La Organización Internacional del Transporte por Carretera (IRU) y la asociación ecologista T&E quieren que la Comisión Europea les escuche a la hora de revisar dos reglamentos clave en la descarbonización del transporte pesado: el que establece los objetivos de reducción de emisiones para camiones y el Reglamento Afir, que impulsa el despliegue de infraestructuras de recarga e hidrógeno. El primero de ellos incluye en su propia redacción que tiene que ser revisado en 2027 y el segundo antes de terminar el 2026.

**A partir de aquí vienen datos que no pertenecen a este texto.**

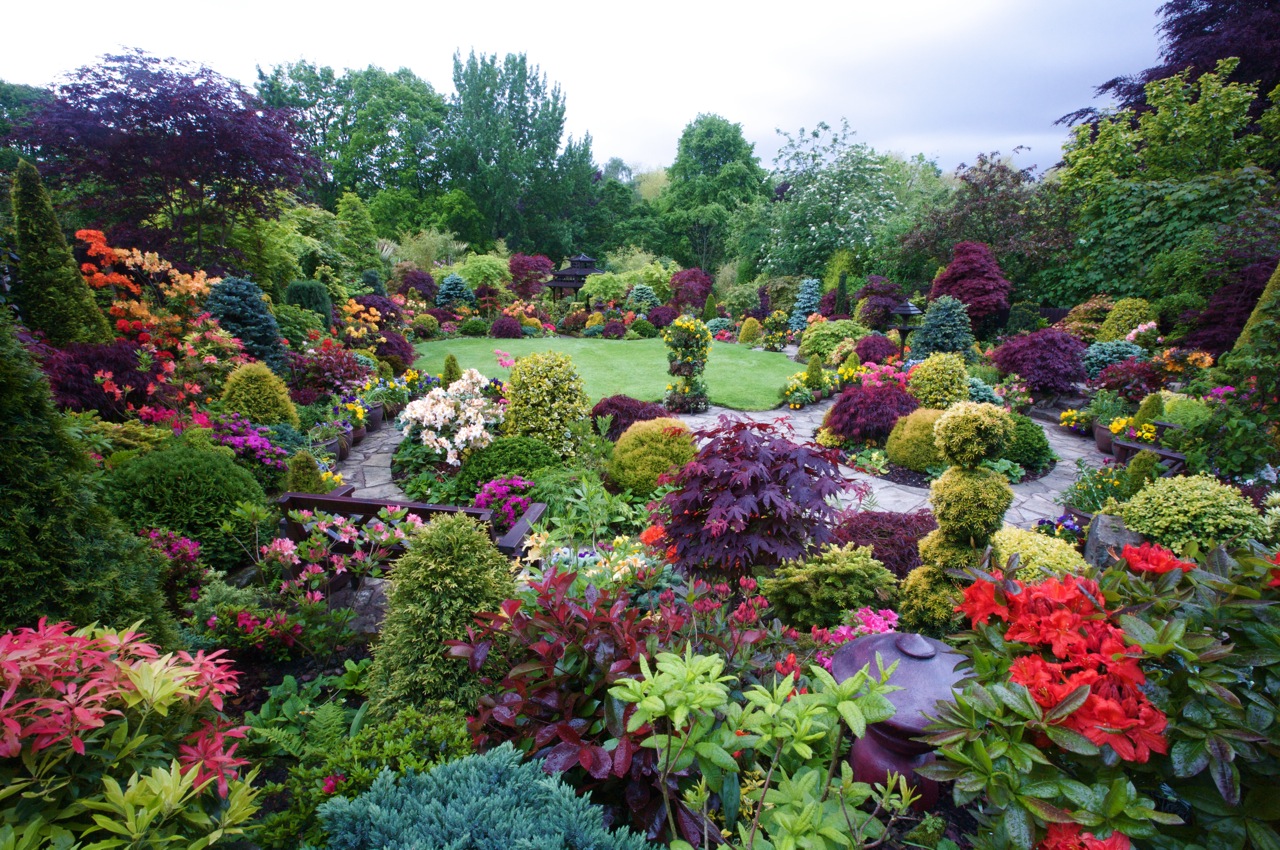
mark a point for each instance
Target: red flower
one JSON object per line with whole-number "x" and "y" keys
{"x": 1153, "y": 558}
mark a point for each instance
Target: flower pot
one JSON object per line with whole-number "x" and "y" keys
{"x": 1102, "y": 438}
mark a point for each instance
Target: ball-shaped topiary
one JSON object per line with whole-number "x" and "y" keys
{"x": 190, "y": 489}
{"x": 940, "y": 382}
{"x": 968, "y": 433}
{"x": 1125, "y": 315}
{"x": 1038, "y": 554}
{"x": 240, "y": 309}
{"x": 969, "y": 505}
{"x": 822, "y": 589}
{"x": 647, "y": 451}
{"x": 1178, "y": 511}
{"x": 910, "y": 443}
{"x": 544, "y": 398}
{"x": 449, "y": 571}
{"x": 1028, "y": 447}
{"x": 259, "y": 394}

En este contexto, IRU y T&E exigen a la presidenta de la Comisión Europea, Ursula von der Leyen, que inicie un diálogo estratégico con el sector. En una carta conjunta dirigida a von der Leyen, piden "un liderazgo político renovado y un diálogo de alto nivel que reúna a los operadores de transporte, los fabricantes de vehículos, los proveedores de infraestructuras y energía y la sociedad civil para abordar las barreras prácticas y económicas que frenan una rápida transición hacia los camiones de cero emisiones".
"La transición del transporte pesado necesita un nuevo impulso político al más alto nivel. La UE ha marcado una dirección clara, pero su implementación requerirá esfuerzos conjuntos de la UE y los gobiernos nacionales. Un diálogo estratégico liderado por la presidenta von der Leyen enviaría una señal importante de que la transición de camiones, autobuses y autocares sigue siendo una prioridad para la UE. Reuniría a los actores clave para identificar qué sigue frenando su despliegue y dónde se necesita actuar con mayor urgencia. Los operadores son quienes invierten en estos vehículos y los utilizan a diario. Sus realidades operativas y económicas deben ser el eje central de las decisiones que definan la siguiente fase de la transición", afirma la directora de IRU para asuntos políticos de la UE, Raluca Marian.
Y es que IRU y T&E coinciden en que que el progreso de la descarbonización también dependerá de una capacidad de red y de recarga suficiente, precios de la energía competitivos, financiación y demanda de transporte con cero emisiones.
El director ejecutivo de T&E, William Todts, señala que la actual crisis del diésel es una llamada de atención para Europa: "Debemos reducir rápidamente nuestra dependencia del petróleo importado, y la mejor manera de lograrlo es mediante la expansión de los camiones eléctricos alimentados con electricidad limpia y de producción nacional. La UE está preparando medidas sobre la recarga y las normas de CO2. Para tener éxito, necesitamos un proceso transparente e inclusivo con todos los actores clave presentes".